Mais le proverbial « retour des Nordiques » est invoqué par le premier ministre Legault lui-même pour justifier cette considérable singerie qu’est le financement public d’une escale de deux matchs présaison des Kings de Los Angeles au Centre Vidéotron de Québec.

Je cite François Legault, vendredi : « Il est temps que la LNH accepte de donner une franchise à Québec, donc d’avoir le retour des Nordiques. […] On espère que M. Bettman va venir nous visiter pour ces games-là. »

Le PM n’est pas un con.

Le PM sait compter.

Le PM a (déjà eu) du flair politique.

Partant de ces trois constats, on ne peut pas penser que François Legault est sérieux quand il fait un lien entre ces 5 à 7 millions donnés à Québecor (qui administre le Centre Vidéotron) et le début d’une vague d’enthousiasme au sein de la LNH qui culminera miraculeusement par le retour triomphal des Bleus à Québec.

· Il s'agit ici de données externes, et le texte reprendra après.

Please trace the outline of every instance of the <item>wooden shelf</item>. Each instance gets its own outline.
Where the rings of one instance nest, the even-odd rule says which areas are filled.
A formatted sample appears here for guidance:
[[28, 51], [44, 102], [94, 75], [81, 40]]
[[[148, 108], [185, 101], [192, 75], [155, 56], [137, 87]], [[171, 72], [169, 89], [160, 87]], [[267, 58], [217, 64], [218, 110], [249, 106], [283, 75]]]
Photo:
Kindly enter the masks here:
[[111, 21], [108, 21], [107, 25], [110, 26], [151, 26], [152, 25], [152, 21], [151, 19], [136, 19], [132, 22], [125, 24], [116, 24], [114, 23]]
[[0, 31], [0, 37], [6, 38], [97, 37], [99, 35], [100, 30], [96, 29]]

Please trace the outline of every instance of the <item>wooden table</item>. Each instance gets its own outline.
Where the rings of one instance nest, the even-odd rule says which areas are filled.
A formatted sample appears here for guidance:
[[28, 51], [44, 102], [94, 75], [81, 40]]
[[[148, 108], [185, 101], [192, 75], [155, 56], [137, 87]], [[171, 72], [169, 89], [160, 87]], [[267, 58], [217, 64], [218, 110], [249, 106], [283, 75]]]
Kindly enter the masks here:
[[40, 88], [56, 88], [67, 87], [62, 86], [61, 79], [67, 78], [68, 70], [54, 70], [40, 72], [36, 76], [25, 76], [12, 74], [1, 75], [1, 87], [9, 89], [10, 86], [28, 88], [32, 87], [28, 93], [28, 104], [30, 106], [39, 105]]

On peut critiquer Gary Bettman pour beaucoup de choses. Mais j’estime que le commissaire de la LNH n’a jamais pris les Québécois pour des cons. Il a toujours été brutalement honnête quant aux chances de Québec de retrouver son club de la LNH, perdu en 1995.

Mais il y a quelqu’un qui prend les Québécois pour des cons dans ce dossier du « retour des Nordiques ».

De qui s’agit-il ?

Un indice…

C’est celui qui a prononcé la phrase suivante vendredi : « C’est important aussi d’investir dans le loisir. »

C’est François Legault qui a prononcé ces mots.